Even on the subject of Europe, the two neighboring countries, long-time friends and rivals, have turned away from each other. Admittedly, Labour, anxious not to reopen the deep wounds left by the Brexit referendum, is careful not to entertain a return to the European Union (EU), contenting itself with promising to improve trade relations with the Union. Yet a majority of British people are now convinced that leaving the EU was a mistake, one for which they are still paying the price. At the same time, French voters are defying their pro-European president by placing the far-right Rassemblement National party in the lead with campaign promises that will lead to a de facto break with EU ambition.
The umpteenth changeover
However, this image, which seems to contrast a French political climate that combines chaos with institutional turmoil with a British one that would be phlegmatically preparing for yet another changeover in the calm atmosphere of Westminster, is largely misleading. The venerable British political system, based on single-round elections that leave little chance for candidates from outside the two major parties – Tories and Labour – is being upended under pressure from far-right leader Nigel Farage. The man who, as the leader of the UK Independence Party (UKIP) was the victorious promoter of the divorce from Europe, re-entered political life in 2021 with a party, Reform UK, which accuses the Tories of "betraying" Brexit, particularly on immigration and deregulation.

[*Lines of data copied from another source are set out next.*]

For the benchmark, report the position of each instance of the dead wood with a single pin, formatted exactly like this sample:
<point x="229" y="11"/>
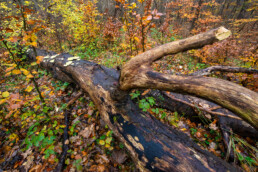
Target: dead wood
<point x="210" y="70"/>
<point x="152" y="145"/>
<point x="137" y="73"/>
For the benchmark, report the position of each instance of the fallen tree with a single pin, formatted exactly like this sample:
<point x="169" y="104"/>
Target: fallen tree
<point x="153" y="145"/>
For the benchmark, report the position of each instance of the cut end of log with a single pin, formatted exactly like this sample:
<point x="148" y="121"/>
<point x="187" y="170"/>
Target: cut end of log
<point x="222" y="33"/>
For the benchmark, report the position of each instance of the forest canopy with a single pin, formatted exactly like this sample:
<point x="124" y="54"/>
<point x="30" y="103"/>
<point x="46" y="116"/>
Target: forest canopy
<point x="128" y="85"/>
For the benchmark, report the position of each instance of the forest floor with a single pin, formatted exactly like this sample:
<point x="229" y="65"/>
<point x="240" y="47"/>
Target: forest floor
<point x="31" y="131"/>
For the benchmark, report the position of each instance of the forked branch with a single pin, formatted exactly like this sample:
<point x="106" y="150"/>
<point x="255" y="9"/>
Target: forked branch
<point x="137" y="73"/>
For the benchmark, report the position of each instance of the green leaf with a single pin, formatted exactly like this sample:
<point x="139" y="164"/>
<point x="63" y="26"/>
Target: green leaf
<point x="102" y="142"/>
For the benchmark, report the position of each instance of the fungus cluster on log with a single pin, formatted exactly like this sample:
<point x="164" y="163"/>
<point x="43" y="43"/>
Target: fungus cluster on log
<point x="153" y="145"/>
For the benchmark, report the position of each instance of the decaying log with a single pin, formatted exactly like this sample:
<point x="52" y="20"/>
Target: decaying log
<point x="209" y="70"/>
<point x="240" y="127"/>
<point x="137" y="74"/>
<point x="152" y="145"/>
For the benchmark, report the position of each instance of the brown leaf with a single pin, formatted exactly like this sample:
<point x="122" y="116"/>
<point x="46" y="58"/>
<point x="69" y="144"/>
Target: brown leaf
<point x="119" y="156"/>
<point x="101" y="168"/>
<point x="37" y="168"/>
<point x="87" y="131"/>
<point x="78" y="157"/>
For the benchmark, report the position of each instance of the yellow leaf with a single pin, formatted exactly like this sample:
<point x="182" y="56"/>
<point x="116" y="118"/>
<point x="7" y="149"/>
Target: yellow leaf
<point x="34" y="44"/>
<point x="29" y="89"/>
<point x="34" y="72"/>
<point x="136" y="39"/>
<point x="102" y="142"/>
<point x="16" y="72"/>
<point x="33" y="64"/>
<point x="2" y="101"/>
<point x="108" y="140"/>
<point x="5" y="94"/>
<point x="107" y="145"/>
<point x="29" y="76"/>
<point x="39" y="59"/>
<point x="7" y="74"/>
<point x="24" y="71"/>
<point x="9" y="69"/>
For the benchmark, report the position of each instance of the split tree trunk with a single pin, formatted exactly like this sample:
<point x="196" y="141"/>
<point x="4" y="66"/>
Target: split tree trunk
<point x="153" y="145"/>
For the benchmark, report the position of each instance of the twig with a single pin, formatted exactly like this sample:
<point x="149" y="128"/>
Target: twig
<point x="65" y="146"/>
<point x="203" y="109"/>
<point x="74" y="99"/>
<point x="231" y="69"/>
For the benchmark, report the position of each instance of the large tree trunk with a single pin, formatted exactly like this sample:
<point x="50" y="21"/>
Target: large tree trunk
<point x="152" y="145"/>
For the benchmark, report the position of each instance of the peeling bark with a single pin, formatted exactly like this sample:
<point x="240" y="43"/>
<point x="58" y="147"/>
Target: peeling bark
<point x="137" y="73"/>
<point x="152" y="145"/>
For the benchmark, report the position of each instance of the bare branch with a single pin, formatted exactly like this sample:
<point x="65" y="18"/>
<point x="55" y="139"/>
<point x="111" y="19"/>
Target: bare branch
<point x="231" y="69"/>
<point x="137" y="73"/>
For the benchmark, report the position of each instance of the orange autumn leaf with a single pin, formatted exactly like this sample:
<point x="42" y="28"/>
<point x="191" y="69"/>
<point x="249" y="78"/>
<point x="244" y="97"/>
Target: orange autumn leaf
<point x="39" y="59"/>
<point x="34" y="44"/>
<point x="29" y="76"/>
<point x="16" y="72"/>
<point x="9" y="69"/>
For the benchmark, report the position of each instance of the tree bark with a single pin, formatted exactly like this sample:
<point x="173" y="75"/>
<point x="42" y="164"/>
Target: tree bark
<point x="152" y="145"/>
<point x="137" y="73"/>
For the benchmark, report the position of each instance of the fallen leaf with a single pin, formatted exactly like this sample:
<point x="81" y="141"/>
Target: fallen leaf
<point x="102" y="142"/>
<point x="78" y="157"/>
<point x="87" y="131"/>
<point x="119" y="156"/>
<point x="5" y="94"/>
<point x="101" y="168"/>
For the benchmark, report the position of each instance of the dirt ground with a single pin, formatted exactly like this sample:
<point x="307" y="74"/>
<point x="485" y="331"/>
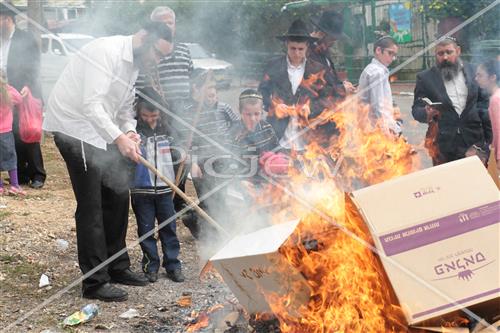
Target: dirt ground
<point x="29" y="231"/>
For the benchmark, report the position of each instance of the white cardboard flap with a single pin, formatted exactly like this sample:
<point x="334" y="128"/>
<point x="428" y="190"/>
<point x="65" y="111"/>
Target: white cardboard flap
<point x="266" y="240"/>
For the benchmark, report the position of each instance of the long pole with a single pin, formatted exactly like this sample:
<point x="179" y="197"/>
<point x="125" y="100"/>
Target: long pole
<point x="183" y="196"/>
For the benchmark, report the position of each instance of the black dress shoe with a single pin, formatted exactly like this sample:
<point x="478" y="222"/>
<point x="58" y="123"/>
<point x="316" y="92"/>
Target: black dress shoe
<point x="151" y="276"/>
<point x="129" y="278"/>
<point x="176" y="275"/>
<point x="36" y="184"/>
<point x="106" y="293"/>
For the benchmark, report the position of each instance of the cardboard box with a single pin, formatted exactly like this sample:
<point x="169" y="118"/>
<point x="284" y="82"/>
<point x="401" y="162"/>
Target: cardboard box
<point x="245" y="265"/>
<point x="437" y="232"/>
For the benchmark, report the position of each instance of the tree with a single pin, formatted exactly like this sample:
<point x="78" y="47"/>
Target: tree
<point x="485" y="27"/>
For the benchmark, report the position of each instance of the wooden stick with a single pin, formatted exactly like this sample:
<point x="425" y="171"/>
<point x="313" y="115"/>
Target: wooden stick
<point x="180" y="170"/>
<point x="183" y="196"/>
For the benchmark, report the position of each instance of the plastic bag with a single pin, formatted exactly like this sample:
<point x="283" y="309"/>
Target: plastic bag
<point x="30" y="119"/>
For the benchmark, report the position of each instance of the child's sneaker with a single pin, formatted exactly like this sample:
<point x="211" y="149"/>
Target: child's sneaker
<point x="17" y="191"/>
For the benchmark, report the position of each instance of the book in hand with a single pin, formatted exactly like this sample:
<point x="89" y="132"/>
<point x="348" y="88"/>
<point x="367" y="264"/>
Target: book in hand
<point x="431" y="103"/>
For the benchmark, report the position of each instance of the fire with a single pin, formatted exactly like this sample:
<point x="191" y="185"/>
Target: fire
<point x="202" y="319"/>
<point x="332" y="247"/>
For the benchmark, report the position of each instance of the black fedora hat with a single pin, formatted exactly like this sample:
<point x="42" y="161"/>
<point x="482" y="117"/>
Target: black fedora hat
<point x="298" y="29"/>
<point x="331" y="23"/>
<point x="7" y="10"/>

Armed with a program that promises "net zero immigration," wide-ranging tax cuts and the partial privatization of the UK's public health system, it is taking advantage of the extremely weakened state of outgoing Prime Minister Rishi Sunak's Tories, even to the point of threatening to break up the old Conservative party. One poll even gives Reform UK a higher score (19%) than the Conservatives (18%). After seven prior parliamentary defeats, Farage could snatch a constituency from the Tories.
Farage's return to prominence sounds like a terrible lesson: co-responsible for his country's weakened state following Brexit, the nationalist, xenophobic demagogue and scourge of social policies now intends to thrive on denouncing this failure. It's as if the 2016 Brexit referendum, decided by former prime minister David Cameron as a bluffing move in the face of pressure from Farage, has never ceased to act as a cluster bomb on the political scene of Europe's oldest democracy. It's a prospect that holds no joy for the French, who have been ruthlessly embroiled in just such a gamble, that of dissolution.